Doing this they also accumulate firewood and money for the bonfire that is scheduled on the evening of Lohri. Rewri and groundnuts are the sweet couples that amplify the grandness of Lohri. As anyone who has ever rejoiced the festival in full fervency around the bonfire would describe you–Gur rewri, peanuts and popcorns are the three edibles connected with this festival. Besides these, in Punjab’s villages, it is a custom to eat gajjak, sarson da Saag and Makki di roti on the festival of Lohri. It is also acceptable to eat ’til rice’s-sweet rice made with jaggery (Gur) and sesame seeds.
The reasoning behind eating these food items is–the usual time to sow sugar cane is January to March, and the harvesting period is in December and March. The other major food item of Lohri is radish, which can be harvested between October and January. The men and women go round the fire and bow before it in respect. Lohri carries special weight when there is a special occasion in the house like marriage or childbirth. Lohri festivities are characterized by folkloric songs and dances. People wear up beautifully on the long-awaited bonfire celebration. Lohri asks for family get-togethers and sumptuous dinners including Sarson ka saag & Makki ki roti. The day ends with prayers for a good harvest.
Like all Indian entertainments, Lohri also has some legends and lore attached to it.

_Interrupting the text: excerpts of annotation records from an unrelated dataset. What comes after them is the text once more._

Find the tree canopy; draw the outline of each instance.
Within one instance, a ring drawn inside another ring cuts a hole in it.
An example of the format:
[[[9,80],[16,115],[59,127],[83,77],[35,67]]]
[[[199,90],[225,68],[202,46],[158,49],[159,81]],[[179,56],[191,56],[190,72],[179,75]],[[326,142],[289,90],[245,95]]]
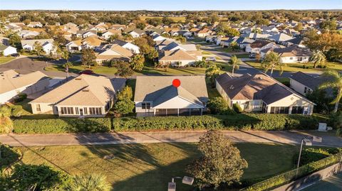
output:
[[[239,149],[218,131],[209,131],[200,138],[198,150],[202,157],[188,165],[187,171],[200,188],[239,182],[248,166]]]

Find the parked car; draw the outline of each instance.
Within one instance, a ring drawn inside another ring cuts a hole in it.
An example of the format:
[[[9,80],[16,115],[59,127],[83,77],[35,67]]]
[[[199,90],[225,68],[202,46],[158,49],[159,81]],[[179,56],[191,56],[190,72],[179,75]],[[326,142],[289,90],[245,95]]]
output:
[[[84,70],[83,71],[81,71],[80,72],[78,72],[78,74],[80,75],[93,75],[94,74],[94,72],[91,70]]]
[[[256,58],[256,54],[254,54],[254,53],[252,53],[252,54],[250,54],[250,55],[249,55],[249,58]]]
[[[208,58],[205,58],[205,61],[216,61],[216,58],[208,57]]]

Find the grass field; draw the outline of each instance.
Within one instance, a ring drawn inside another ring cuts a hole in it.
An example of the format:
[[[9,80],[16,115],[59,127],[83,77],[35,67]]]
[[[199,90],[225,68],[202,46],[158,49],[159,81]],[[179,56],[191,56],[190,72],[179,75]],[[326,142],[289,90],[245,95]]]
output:
[[[145,21],[146,18],[162,18],[162,16],[142,16],[139,17],[140,20]],[[185,22],[186,18],[185,16],[169,16],[168,18],[172,19],[173,21],[177,22],[177,21],[181,21],[181,22]]]
[[[238,58],[249,58],[249,54],[235,55]]]
[[[243,180],[264,179],[292,169],[292,159],[299,149],[292,145],[237,146],[249,163]],[[21,150],[24,163],[45,163],[71,174],[104,174],[115,191],[165,190],[171,178],[187,175],[186,165],[200,156],[196,143],[33,146]],[[114,159],[103,159],[111,153]],[[177,190],[192,190],[177,184]]]
[[[14,59],[14,57],[0,57],[0,65],[9,62]]]
[[[249,64],[249,65],[263,70],[264,68],[262,67],[261,63],[259,62],[253,62],[253,61],[249,61],[249,62],[246,62],[246,63]],[[291,64],[286,64],[286,66],[284,67],[284,72],[323,72],[326,70],[326,69],[324,68],[309,68],[309,69],[304,69],[303,68],[303,65],[305,65],[306,66],[311,66],[313,67],[314,64],[313,63],[291,63]],[[342,63],[338,63],[338,62],[328,62],[327,63],[327,69],[331,69],[331,70],[342,70]],[[277,69],[274,70],[275,72],[279,71]]]
[[[73,65],[69,67],[69,72],[78,74],[81,71],[84,70],[88,70],[88,66],[83,65]],[[48,67],[45,67],[44,69],[46,71],[60,71],[65,72],[66,69],[60,65],[53,65]],[[103,74],[103,75],[114,75],[116,72],[117,70],[115,67],[109,67],[105,66],[98,66],[92,67],[91,70],[96,74]]]

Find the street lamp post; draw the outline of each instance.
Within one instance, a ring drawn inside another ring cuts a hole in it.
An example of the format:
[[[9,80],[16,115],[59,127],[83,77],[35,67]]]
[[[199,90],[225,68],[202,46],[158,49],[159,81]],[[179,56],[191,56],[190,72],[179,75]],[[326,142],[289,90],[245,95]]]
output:
[[[306,146],[312,146],[312,141],[309,140],[309,138],[312,138],[313,142],[322,142],[322,138],[318,136],[306,136],[301,139],[301,150],[299,151],[299,156],[298,157],[298,163],[297,163],[297,170],[296,171],[296,178],[298,175],[298,170],[299,169],[299,163],[301,162],[301,150],[303,149],[303,143],[305,143]]]
[[[194,183],[194,178],[192,177],[185,176],[183,178],[176,176],[173,177],[172,182],[167,184],[167,191],[176,191],[176,182],[175,182],[175,179],[182,179],[182,183],[185,185],[192,185]]]

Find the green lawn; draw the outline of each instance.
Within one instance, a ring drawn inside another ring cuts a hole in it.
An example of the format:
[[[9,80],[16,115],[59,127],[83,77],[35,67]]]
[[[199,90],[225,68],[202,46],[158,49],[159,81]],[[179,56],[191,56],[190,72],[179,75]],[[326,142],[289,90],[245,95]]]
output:
[[[75,65],[69,67],[69,72],[78,74],[84,70],[88,70],[88,66]],[[60,65],[53,65],[44,68],[46,71],[60,71],[65,72],[66,69]],[[114,75],[117,69],[115,67],[109,67],[105,66],[92,67],[91,69],[96,74]]]
[[[249,163],[242,180],[252,182],[292,169],[293,157],[299,149],[280,144],[237,146]],[[24,163],[46,163],[71,174],[104,174],[115,191],[165,190],[171,178],[187,175],[186,165],[200,156],[196,143],[33,146],[21,150]],[[103,159],[111,153],[114,159]],[[177,184],[177,190],[192,190]]]
[[[249,61],[246,62],[246,63],[249,64],[249,65],[263,70],[264,68],[261,66],[260,62],[256,61]],[[309,66],[312,67],[314,66],[313,63],[291,63],[286,64],[286,66],[284,67],[284,72],[319,72],[319,71],[324,71],[326,69],[324,68],[303,68],[303,65],[305,65],[306,66]],[[339,62],[328,62],[327,63],[327,69],[332,69],[336,70],[342,70],[342,63]],[[274,70],[274,71],[279,71],[277,69]]]
[[[14,60],[14,57],[0,57],[0,65]]]
[[[235,55],[237,58],[249,58],[249,54],[239,54]]]
[[[275,79],[286,86],[290,86],[290,79],[289,77],[276,77]]]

One of the many interesting legends has it that in a place that lies among Gujranwala and Sialkot, there was a dense forest known as Rakh. The forest was the residence of Dulla Bhatti, a Gangster who was considered as the Robin Hood of Punjab. This courageous and charitable man was always helpful to the needy. During the reign of Mughal Emperor Jahangir, a skeptical Hindu spread a rumor that his niece was very beautiful and would do credence to the Muslim harem. On hearing this, the Mughal officers ached to carry her off coercively. The girl’s father was greatly worried and solicited the protection of Dulla Bhatti.
Dulla at once got her wedded to a young Hindu boy at a simple commemoration in the forest. He lit the sacred fire in keeping with the Hindu tradition. Since there was no Reverend to intone the holy mantras, he broke into an entertaining song composed extempore to add cheer to the event. This song is chanted even today on the occasion.